Insultherm Spark Plug Boot Insulator | CableTiesAndMore

To go over some Taylor Thundervolts or some custom made Scotts from Heintz Racing.

Thanks tho..


Regards...Greg


----------



## GM4life (Mar 18, 2007)

I'm using MSD wires.

You don't need locking header bolts, stock ones work fine with some anti-seize. Stock header gaskets is fine too. I'm not using the boot protectors also, thought about getting some, but they been fine for a coulple few years.


----------



## Smokin'Goat (Apr 28, 2010)

*Gm...*

Are you running shorties or LT's? The extreme bend radius of the tubes near the spark plug makes it an issue.

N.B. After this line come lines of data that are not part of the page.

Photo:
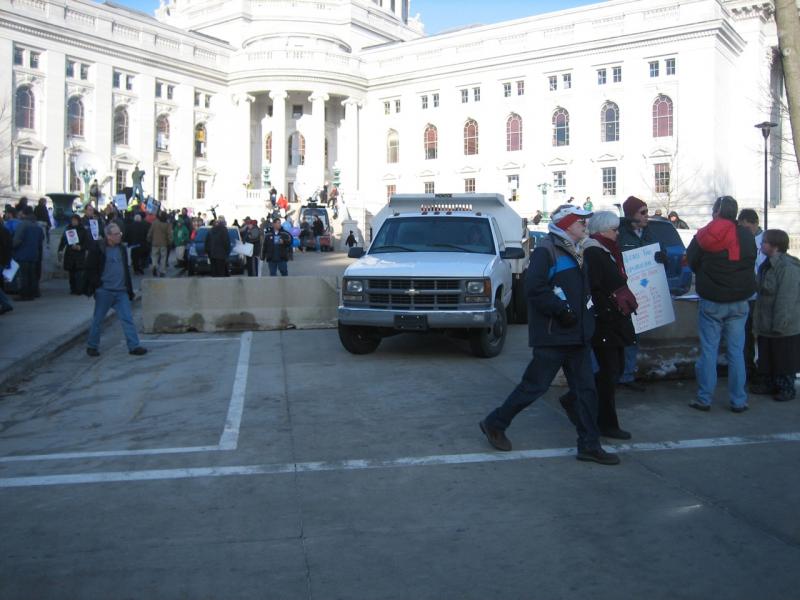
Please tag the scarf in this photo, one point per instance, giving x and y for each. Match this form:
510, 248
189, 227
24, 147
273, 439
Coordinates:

Are you running the MSD 32819 shown on Maryland Speed?
MSD Super Conductor Spark Plug Wires (Red) - GM LSx Applications (Set of 8) [MSD-32819] - $74.95$61.20 : MarylandSpeed.com- Your First Stop on the Way to Performance!

I've ordered the insulative protect a boots and it's too late-the Stage 8 locking bolts are on the way....I'm a newb and don't want to have to do this twice

Regards...Greg

PS...What exhaust system are you running front to back?


----------



## GM4life (Mar 18, 2007)

I'm running JBA Shorties also. I bought my MSD wires brand new from ebay, they do run close to the headers but I clocked them to were they are not touching the headers. I guess the high temp boots keep them protected, because I haven't had an issue with them. The ones you have listed are the same ones I have. 

I'm running JBA Ti ceramic coated shortie headers with stock mids(for now), and a custom Magnaflow 2.5" Dual/Dual, stainless, mandril bends, and Magnaflow's X-pipe.


----------



## Smokin'Goat (Apr 28, 2010)

*Thanks GM!*

For the specific info!


I'll keep you posted how the "mod day" goes on 6/1...

Regards...Greg


----------



## RJ_05GTO (Jul 6, 2008)

Smokin'Goat said:


> Thanks for the info...
> 
> Sadly I have heard those wires are crap and I've ordered these boots
> 
> ...


They are not crap. Im using them with no problems. I believe the wires are made by MSD with JBA sleeves on them. But whatever you choose the important thing is to make sure they do not touch the header.


----------